For many women, hair care is an integral part of their beauty routine. Hijab-wearing Muslim women should not be excluded from this conversation. Today, more women are embracing hijab, with high-profile individuals like model Halima Aden and congresswoman Ilhan Omar speaking openly about their experiences wearing hijab.
While increased representation in media and movements like World Hijab Day has helped lessen the misconceptions, many hijabis still have to deal with myths about their hair. Hijabis are often asked questions like: Do you not have hair? Do you wash or style your hair? Do you keep the hijab on in the shower?
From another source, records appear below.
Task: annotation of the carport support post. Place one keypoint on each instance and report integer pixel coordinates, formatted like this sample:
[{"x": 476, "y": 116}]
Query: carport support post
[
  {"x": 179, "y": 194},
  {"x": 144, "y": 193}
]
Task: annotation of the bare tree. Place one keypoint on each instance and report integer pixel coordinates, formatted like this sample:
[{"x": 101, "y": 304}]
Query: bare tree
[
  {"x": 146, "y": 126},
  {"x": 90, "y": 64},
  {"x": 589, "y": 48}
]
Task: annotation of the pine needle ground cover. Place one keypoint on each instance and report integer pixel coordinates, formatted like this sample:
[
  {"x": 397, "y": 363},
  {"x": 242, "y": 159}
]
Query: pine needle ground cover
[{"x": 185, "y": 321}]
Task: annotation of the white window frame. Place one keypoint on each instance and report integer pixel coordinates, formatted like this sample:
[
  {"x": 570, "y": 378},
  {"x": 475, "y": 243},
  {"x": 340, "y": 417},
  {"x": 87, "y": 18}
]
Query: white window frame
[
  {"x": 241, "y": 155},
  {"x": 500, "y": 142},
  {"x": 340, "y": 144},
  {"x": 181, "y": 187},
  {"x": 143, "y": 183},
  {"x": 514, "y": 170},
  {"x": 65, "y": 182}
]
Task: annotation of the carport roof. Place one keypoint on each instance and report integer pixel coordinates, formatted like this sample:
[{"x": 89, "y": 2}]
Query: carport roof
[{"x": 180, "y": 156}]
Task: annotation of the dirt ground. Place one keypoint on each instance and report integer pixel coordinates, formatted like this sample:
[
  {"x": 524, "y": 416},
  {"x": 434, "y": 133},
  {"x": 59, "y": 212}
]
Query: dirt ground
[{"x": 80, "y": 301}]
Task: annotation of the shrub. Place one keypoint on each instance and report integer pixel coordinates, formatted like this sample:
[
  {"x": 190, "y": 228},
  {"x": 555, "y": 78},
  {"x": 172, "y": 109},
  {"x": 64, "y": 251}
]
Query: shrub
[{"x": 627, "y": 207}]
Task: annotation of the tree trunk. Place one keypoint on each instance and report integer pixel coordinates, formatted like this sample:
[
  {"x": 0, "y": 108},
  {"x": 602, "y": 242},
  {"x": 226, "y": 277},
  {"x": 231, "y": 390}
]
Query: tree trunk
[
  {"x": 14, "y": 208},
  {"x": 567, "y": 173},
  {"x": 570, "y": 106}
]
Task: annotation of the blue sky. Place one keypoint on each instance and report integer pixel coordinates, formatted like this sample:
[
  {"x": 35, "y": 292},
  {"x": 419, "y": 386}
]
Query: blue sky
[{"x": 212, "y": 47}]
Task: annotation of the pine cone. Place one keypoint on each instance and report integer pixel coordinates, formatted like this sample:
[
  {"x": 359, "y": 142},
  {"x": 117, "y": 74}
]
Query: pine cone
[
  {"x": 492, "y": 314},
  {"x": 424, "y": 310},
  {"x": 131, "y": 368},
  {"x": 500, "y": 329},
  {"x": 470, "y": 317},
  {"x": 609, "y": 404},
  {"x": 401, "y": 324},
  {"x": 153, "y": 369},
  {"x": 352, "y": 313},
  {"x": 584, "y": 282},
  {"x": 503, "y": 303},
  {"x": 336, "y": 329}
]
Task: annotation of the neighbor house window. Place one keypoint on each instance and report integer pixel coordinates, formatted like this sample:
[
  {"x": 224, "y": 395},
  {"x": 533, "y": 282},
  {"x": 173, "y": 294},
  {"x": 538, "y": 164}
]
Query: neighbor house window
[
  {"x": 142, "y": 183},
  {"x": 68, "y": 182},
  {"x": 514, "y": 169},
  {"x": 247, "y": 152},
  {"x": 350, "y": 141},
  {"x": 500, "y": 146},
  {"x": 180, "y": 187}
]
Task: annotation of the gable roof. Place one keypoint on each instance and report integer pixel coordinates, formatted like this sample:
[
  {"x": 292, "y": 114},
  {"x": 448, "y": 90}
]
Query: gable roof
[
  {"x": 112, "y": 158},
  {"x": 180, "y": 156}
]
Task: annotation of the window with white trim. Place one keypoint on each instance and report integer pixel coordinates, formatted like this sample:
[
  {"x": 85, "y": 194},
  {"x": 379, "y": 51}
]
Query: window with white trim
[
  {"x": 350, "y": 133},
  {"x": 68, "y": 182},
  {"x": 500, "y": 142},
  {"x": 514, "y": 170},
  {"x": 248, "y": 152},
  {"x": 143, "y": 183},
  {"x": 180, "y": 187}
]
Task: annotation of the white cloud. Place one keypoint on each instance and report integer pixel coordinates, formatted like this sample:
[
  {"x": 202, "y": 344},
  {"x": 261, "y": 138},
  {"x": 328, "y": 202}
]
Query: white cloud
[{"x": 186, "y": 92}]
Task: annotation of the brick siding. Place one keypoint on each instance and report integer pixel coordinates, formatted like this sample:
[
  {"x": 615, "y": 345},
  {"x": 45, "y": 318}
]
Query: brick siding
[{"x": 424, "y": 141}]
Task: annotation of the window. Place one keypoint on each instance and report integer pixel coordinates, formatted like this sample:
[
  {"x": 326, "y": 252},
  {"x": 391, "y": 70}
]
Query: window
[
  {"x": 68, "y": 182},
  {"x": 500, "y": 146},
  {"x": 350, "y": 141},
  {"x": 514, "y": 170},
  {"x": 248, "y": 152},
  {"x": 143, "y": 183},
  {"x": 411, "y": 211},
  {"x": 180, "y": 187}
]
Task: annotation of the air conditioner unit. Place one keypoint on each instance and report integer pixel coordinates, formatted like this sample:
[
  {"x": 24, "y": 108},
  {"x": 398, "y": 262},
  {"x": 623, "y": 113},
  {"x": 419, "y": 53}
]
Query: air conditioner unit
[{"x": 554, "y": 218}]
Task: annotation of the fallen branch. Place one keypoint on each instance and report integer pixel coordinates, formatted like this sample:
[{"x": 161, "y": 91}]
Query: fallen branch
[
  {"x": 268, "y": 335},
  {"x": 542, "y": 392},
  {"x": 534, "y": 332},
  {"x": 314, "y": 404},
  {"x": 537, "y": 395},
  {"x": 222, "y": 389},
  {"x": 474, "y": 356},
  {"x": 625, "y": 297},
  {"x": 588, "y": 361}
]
These assumptions have undoubtedly affected how hijabis are viewed and consequently ignored in the hair industry.
One of the most glaring examples of neglect is the lack of hijabi-friendly salons. Like other women, hijabis desire to visit salons for regular hair maintenance. However, this proves to be a struggle as hijabi-friendly salons are not quite the standard. For hijabis, this means salons with private spaces away from the gaze of non-mahrams (people of opposite sex that are permissible for a muslim woman or man to marry) or women-only salons.
Despite being a Muslim all my life, I didn't begin observing the hijab until a few months ago. For Muslim women, Islam dictates that the use of hijab involves covering our awrah (i.e. our entire body), excluding the face, hands, and arguably the feet, from non-mahrams. However, using a headscarf that covers the hair is often the starting point for Muslim women, including me. Once I made this choice, I became cautious about exposing my hair and began seeking hijabi-friendly hair salons. My unsuccessful search led me to unisex and one-room salons, forcing me to settle for uncomfortable arrangements because I had no other options. Many other hijabis face this struggle.
"I am always on the lookout for very small salons that don't have so many windows," says Ghanima Abdullah, a beauty consultant who works with The Right Hairstyles. "One time, I explained to the stylist my wishes. Although the area was closed off, people still came in to chat. I don't normally show my hair to women I'm unfamiliar with, so that was uncomfortable. Additionally, her male assistant kept barging in. I feel lucky I can do my hair, but I'm still looking for the right salon."
Khairat Bashorun, a hijabi from Lagos, Nigeria, experienced a similar incident. "There was an occasion where a client wanted her husband to come into the salon," she says. "The hairstylist explained that he cannot come in, but she disagreed, saying she was also a client and the man came in."
Having to settle for hair salons that are not hijabi-friendly means being constantly stuck in these situations without a choice. "I have a friend who went to get highlights," Abdullah shares. "She didn't explain fully to the salon about privacy issues. So, she sat there red as a beet while men came in and out."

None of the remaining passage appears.